L'Explication Prémisse
Se porter fort, c'est promettre à quelqu'un que quelqu'un d'autre fera quelque chose. Tant que le tiers n'a pas exécuté, la promesse pèse sur celui qui s'est porté fort : si le tiers accomplit la prestation, celui qui s'est porté fort est libéré ; si le tiers ne fait rien, celui qui s'est porté fort peut être condamné à réparer le préjudice (dommages et intérêts). Quand la promesse porte sur la ratification d'un acte déjà fait par le tiers, cette ratification vaut rétroactivement à la date où la personne s'est portée fort, comme si l'acte avait été régulièrement autorisé dès le départ.

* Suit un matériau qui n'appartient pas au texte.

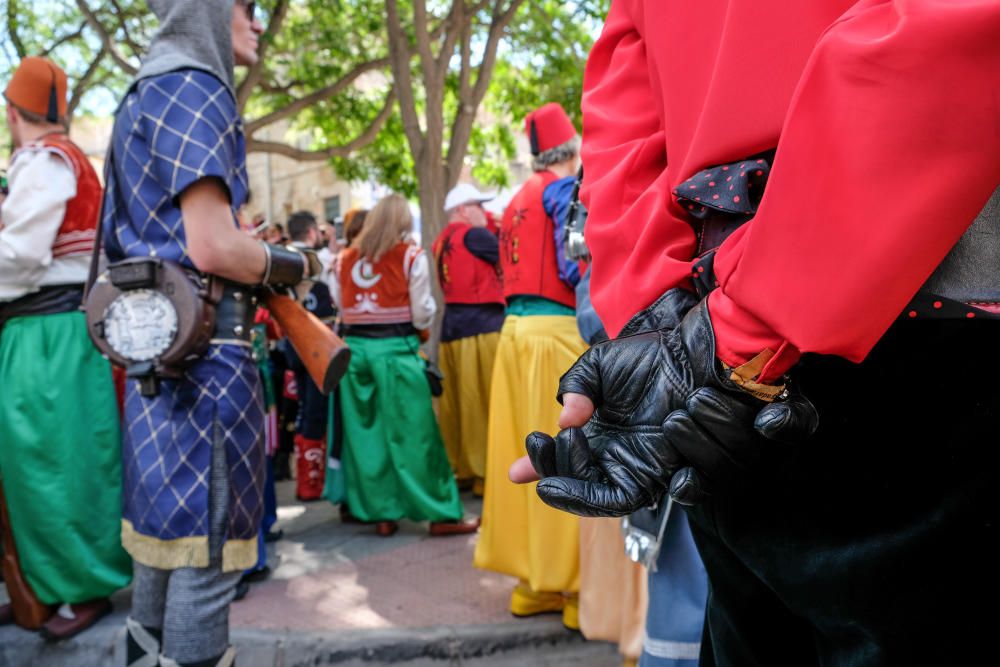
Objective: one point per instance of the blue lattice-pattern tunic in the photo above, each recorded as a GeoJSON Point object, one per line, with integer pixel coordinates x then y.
{"type": "Point", "coordinates": [172, 130]}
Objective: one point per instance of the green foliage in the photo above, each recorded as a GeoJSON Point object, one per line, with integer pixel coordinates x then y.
{"type": "Point", "coordinates": [540, 59]}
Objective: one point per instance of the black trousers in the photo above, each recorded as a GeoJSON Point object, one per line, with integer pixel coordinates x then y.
{"type": "Point", "coordinates": [873, 543]}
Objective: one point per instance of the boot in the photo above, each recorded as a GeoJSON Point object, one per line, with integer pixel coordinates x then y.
{"type": "Point", "coordinates": [72, 619]}
{"type": "Point", "coordinates": [227, 659]}
{"type": "Point", "coordinates": [142, 644]}
{"type": "Point", "coordinates": [310, 467]}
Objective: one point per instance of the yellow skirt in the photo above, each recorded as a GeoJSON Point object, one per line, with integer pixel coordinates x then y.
{"type": "Point", "coordinates": [521, 536]}
{"type": "Point", "coordinates": [467, 364]}
{"type": "Point", "coordinates": [613, 594]}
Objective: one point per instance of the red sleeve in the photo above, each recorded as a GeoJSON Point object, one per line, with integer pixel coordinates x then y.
{"type": "Point", "coordinates": [890, 148]}
{"type": "Point", "coordinates": [626, 189]}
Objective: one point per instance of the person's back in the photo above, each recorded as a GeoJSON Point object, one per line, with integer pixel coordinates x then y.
{"type": "Point", "coordinates": [393, 458]}
{"type": "Point", "coordinates": [59, 421]}
{"type": "Point", "coordinates": [781, 224]}
{"type": "Point", "coordinates": [467, 255]}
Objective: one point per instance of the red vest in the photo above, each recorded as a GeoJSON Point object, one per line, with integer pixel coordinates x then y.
{"type": "Point", "coordinates": [464, 277]}
{"type": "Point", "coordinates": [79, 227]}
{"type": "Point", "coordinates": [377, 293]}
{"type": "Point", "coordinates": [528, 247]}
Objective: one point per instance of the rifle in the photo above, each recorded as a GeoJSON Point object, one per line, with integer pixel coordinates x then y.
{"type": "Point", "coordinates": [29, 612]}
{"type": "Point", "coordinates": [323, 353]}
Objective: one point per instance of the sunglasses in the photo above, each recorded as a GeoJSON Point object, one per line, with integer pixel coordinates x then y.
{"type": "Point", "coordinates": [249, 7]}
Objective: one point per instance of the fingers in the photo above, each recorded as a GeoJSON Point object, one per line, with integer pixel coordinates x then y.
{"type": "Point", "coordinates": [697, 447]}
{"type": "Point", "coordinates": [541, 448]}
{"type": "Point", "coordinates": [566, 455]}
{"type": "Point", "coordinates": [583, 377]}
{"type": "Point", "coordinates": [577, 410]}
{"type": "Point", "coordinates": [790, 422]}
{"type": "Point", "coordinates": [521, 471]}
{"type": "Point", "coordinates": [585, 498]}
{"type": "Point", "coordinates": [687, 487]}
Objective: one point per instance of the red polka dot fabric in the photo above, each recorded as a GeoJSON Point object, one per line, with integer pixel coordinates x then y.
{"type": "Point", "coordinates": [734, 188]}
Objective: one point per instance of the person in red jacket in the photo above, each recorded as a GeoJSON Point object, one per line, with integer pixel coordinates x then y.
{"type": "Point", "coordinates": [468, 258]}
{"type": "Point", "coordinates": [521, 537]}
{"type": "Point", "coordinates": [791, 196]}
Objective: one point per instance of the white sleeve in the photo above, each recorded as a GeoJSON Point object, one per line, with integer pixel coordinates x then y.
{"type": "Point", "coordinates": [41, 184]}
{"type": "Point", "coordinates": [333, 281]}
{"type": "Point", "coordinates": [422, 304]}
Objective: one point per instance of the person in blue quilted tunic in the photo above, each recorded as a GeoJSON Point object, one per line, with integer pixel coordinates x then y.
{"type": "Point", "coordinates": [193, 457]}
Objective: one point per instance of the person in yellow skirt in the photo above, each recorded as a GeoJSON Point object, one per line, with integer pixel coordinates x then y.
{"type": "Point", "coordinates": [468, 256]}
{"type": "Point", "coordinates": [520, 535]}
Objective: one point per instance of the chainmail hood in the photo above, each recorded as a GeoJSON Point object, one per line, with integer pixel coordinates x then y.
{"type": "Point", "coordinates": [193, 34]}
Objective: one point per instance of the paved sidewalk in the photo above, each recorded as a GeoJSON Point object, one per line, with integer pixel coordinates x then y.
{"type": "Point", "coordinates": [340, 595]}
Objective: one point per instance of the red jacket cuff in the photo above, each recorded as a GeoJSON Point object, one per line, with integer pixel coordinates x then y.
{"type": "Point", "coordinates": [740, 336]}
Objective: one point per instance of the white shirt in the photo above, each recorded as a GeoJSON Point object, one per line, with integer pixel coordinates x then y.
{"type": "Point", "coordinates": [423, 307]}
{"type": "Point", "coordinates": [41, 184]}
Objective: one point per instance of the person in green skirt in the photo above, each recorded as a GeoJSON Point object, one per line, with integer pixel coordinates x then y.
{"type": "Point", "coordinates": [60, 443]}
{"type": "Point", "coordinates": [394, 459]}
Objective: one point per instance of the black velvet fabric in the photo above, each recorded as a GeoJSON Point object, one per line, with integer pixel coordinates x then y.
{"type": "Point", "coordinates": [875, 544]}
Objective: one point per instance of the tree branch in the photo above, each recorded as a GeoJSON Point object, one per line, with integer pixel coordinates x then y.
{"type": "Point", "coordinates": [105, 38]}
{"type": "Point", "coordinates": [399, 57]}
{"type": "Point", "coordinates": [64, 39]}
{"type": "Point", "coordinates": [254, 73]}
{"type": "Point", "coordinates": [344, 150]}
{"type": "Point", "coordinates": [15, 39]}
{"type": "Point", "coordinates": [461, 129]}
{"type": "Point", "coordinates": [316, 96]}
{"type": "Point", "coordinates": [83, 84]}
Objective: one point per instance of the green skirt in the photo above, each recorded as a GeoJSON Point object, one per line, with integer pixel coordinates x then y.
{"type": "Point", "coordinates": [60, 459]}
{"type": "Point", "coordinates": [394, 460]}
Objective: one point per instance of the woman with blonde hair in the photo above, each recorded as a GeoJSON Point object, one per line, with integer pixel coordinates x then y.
{"type": "Point", "coordinates": [393, 458]}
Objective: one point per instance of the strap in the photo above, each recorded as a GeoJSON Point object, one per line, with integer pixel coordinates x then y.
{"type": "Point", "coordinates": [95, 257]}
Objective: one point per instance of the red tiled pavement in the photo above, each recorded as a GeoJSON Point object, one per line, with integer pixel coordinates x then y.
{"type": "Point", "coordinates": [423, 584]}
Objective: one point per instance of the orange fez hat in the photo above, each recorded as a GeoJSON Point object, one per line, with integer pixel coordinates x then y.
{"type": "Point", "coordinates": [547, 127]}
{"type": "Point", "coordinates": [39, 86]}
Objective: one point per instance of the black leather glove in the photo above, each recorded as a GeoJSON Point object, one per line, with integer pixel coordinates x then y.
{"type": "Point", "coordinates": [666, 419]}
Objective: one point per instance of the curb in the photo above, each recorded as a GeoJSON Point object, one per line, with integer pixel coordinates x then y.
{"type": "Point", "coordinates": [537, 641]}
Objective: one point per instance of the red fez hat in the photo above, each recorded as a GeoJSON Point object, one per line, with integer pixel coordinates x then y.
{"type": "Point", "coordinates": [548, 127]}
{"type": "Point", "coordinates": [39, 86]}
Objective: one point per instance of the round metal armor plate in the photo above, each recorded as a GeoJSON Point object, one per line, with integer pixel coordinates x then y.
{"type": "Point", "coordinates": [140, 325]}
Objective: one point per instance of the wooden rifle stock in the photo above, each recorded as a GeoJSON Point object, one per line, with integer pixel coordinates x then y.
{"type": "Point", "coordinates": [28, 611]}
{"type": "Point", "coordinates": [323, 353]}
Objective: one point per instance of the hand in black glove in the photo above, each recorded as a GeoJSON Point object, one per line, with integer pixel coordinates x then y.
{"type": "Point", "coordinates": [663, 407]}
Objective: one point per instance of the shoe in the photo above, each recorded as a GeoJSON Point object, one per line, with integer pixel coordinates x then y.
{"type": "Point", "coordinates": [73, 619]}
{"type": "Point", "coordinates": [448, 528]}
{"type": "Point", "coordinates": [255, 576]}
{"type": "Point", "coordinates": [386, 528]}
{"type": "Point", "coordinates": [526, 602]}
{"type": "Point", "coordinates": [571, 612]}
{"type": "Point", "coordinates": [346, 516]}
{"type": "Point", "coordinates": [242, 588]}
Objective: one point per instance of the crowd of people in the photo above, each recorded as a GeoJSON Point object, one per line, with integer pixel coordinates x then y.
{"type": "Point", "coordinates": [666, 380]}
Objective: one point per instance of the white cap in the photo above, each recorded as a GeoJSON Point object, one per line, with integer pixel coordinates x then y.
{"type": "Point", "coordinates": [463, 193]}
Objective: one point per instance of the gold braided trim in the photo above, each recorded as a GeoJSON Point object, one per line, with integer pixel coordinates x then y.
{"type": "Point", "coordinates": [239, 555]}
{"type": "Point", "coordinates": [164, 554]}
{"type": "Point", "coordinates": [746, 375]}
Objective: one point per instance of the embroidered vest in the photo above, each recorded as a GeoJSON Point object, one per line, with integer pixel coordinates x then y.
{"type": "Point", "coordinates": [79, 227]}
{"type": "Point", "coordinates": [464, 277]}
{"type": "Point", "coordinates": [379, 292]}
{"type": "Point", "coordinates": [527, 246]}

Paul vend une voiture à Sophie mais la carte grise doit être signée par le mari de Paul, Marc. Sophie exige une garantie et Luc se porte fort en disant « Marc signera ». Si Marc signe la carte grise, Luc est libéré de sa promesse. Si Marc refuse, Sophie pourra demander à Luc des dommages et intérêts pour le préjudice subi. Si Marc avait déjà signé la vente sans mandat et que Luc s'était porté fort pour la ratification, la ratification de Marc vaudra rétroactivement à la date où Luc a donné sa garantie, comme si Marc avait eu l’autorisation dès le départ.
- Nature : le porte‑fort est une promesse visant l'exécution d'un fait par un tiers (engagement accessoire dirigé vers le bénéficiaire de la promesse).
- Effet en cas d'exécution : si le tiers accomplit le fait promis, le promettant (porte‑fort) est libéré de toute obligation.
- Responsabilité en cas de défaut : si le tiers n'exécute pas, le porte‑fort peut être condamné à des dommages et intérêts envers la personne qui a obtenu la promesse.
- Ratification : si le porte‑fort porte sur la ratification d'un acte du tiers, la ratification produit effet rétroactivement à la date de la promesse (rétroactivité).
- Conséquence pratique : le porte‑fort n'oblige pas automatiquement le tiers (on ne peut pas forcer le tiers par la seule promesse), mais crée une responsabilité directe du promettant envers le bénéficiaire.